The track was recorded as part of a report for a school magazine by the group of teenage boys only months before the Beatles announced their breakup in 1970.
John Lennon and Yoko Ono recorded the interview and song at the same time as they were calling for an end to the war in Vietnam. The two were frequent visitors to Denmark at the time, having staged their famous ‘bed-ins for peace’ at the Hilton hotel in Amsterdam in 1969 in addition to traveling to Thy, a remote district of Jutland in north-west Denmark to make custody arrangements for Ono’s five-year-old daughter, Kyoko, who was living with her father (Tony Cox) in the area.
The couple’s visit unsurprisingly garnered attention from locals leading to an all out media frenzy. The couple staged an impromptu press conference to explain their presence in the country. Four Danish schoolboys managed to persuade their teacher to give them the day off to report on the event for the school magazine, armed with a tape recorder borrowed from a hi-fi shop.

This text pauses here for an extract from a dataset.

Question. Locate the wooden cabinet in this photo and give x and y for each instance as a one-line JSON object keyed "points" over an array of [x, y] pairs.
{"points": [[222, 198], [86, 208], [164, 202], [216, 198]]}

One of the boys responsible for the recording, Karsten Hoejen, recalled the afternoon saying that by the time the boys arrived to the event the press conference had ended, but were nonetheless invited in. “We were a bunch of 16-year-old hippies,” he told the BBC. “As we arrived everyone was leaving … We went into the living room and saw John and Yoko sitting on the sofa, it was fantastic. We sat down with them and were quite close to each other.”
“We talked, we had a good time,” said Hoejen, 68. “John asked me, ‘where do you come from? A radio station?’ ‘No, from a school magazine,’ I said.”

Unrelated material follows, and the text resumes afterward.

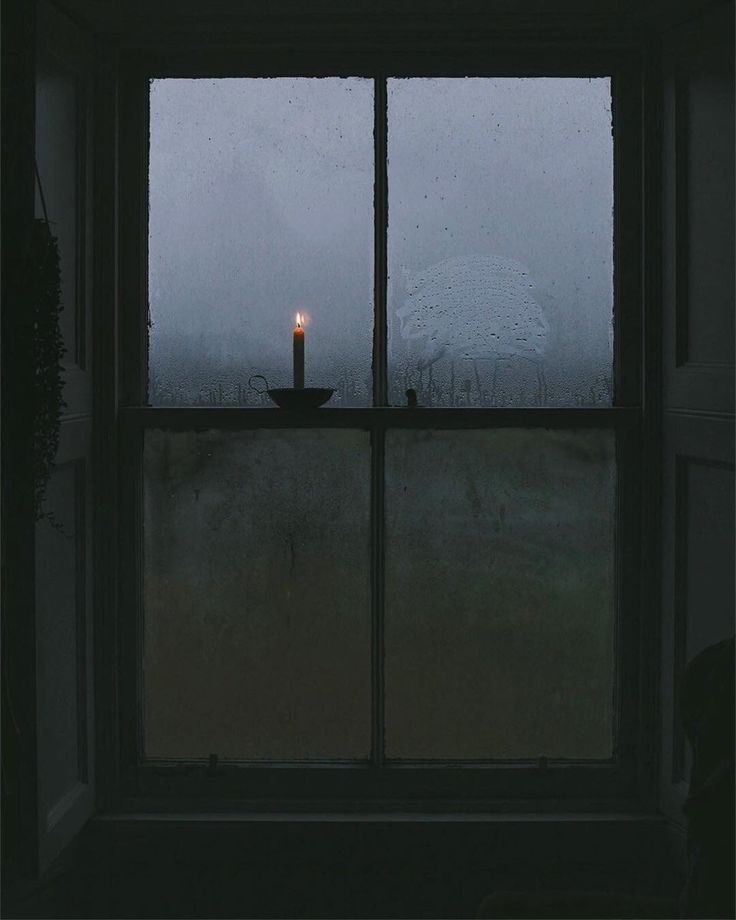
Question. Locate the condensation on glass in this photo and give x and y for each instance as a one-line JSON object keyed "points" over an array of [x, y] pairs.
{"points": [[261, 205], [499, 631], [257, 595], [500, 241]]}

John Lennon’s unmistakable voice can be heard on the recording asking the teens what they thought they could contribute to the peace movement. “If you can’t think of any ideas yourself, imitate what we do,” he says. “Sit down and think ‘what can we do locally’?”

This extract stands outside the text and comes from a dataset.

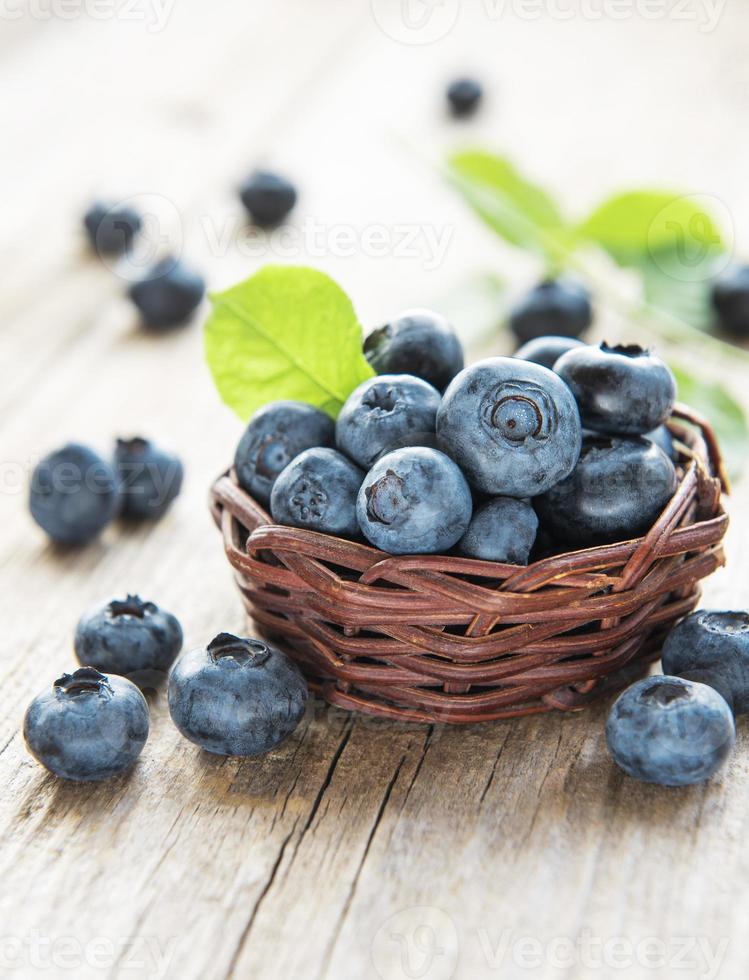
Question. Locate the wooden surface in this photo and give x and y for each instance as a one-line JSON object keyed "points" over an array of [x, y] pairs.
{"points": [[359, 849]]}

Hone reported that Lennon and Ono were joined in attendance by Kyoko, Cox and his wife, Melinda. “[They] were sat with their feet on the table in their woollen socks.”
When prompted by Hoejen to perform a song for the boys, Lennon took up a guitar and played a rendition of ‘Give Peace A Chance’ followed by a tune called ‘Radio Peace’ which at the time was set to become the theme song for a radio station Lennon hoped to launch in Amsterdam.
“The radio station was never opened and the song was never released,” Hoejen said. “To our knowledge, the only place where this song exists is on our tape.”
Hoejen and his friends recently decided to liberate the tape from the bank vault where its been store to auction it off, only now realizing the tape’s potential worth.
The tape is being auctioned off at the Brunn Rasmussen auction house in Copenhagen on Tuesday alongside an original copy of the school newspaper and 23 photographs from the press conference. All together the items are projected to rake in between $32,000 and $50,000.
Because no digital copy of the recording exists and the tape’s current owners have maintained exclusive rights over the recording, media outlets have been unable to access the Beatles previously unreleased song. It is believed, however, that one of several museums vying for ownership of the recording at Tuesday’s auction will eventually make the track available to the public in the future, should they acquire it.
“A recording like this is indeed very rare,” said the auction house’s director Alexa Bruun Rasmussen. “We are not sure that there are any other recordings like this one, because it’s an unofficial recording.”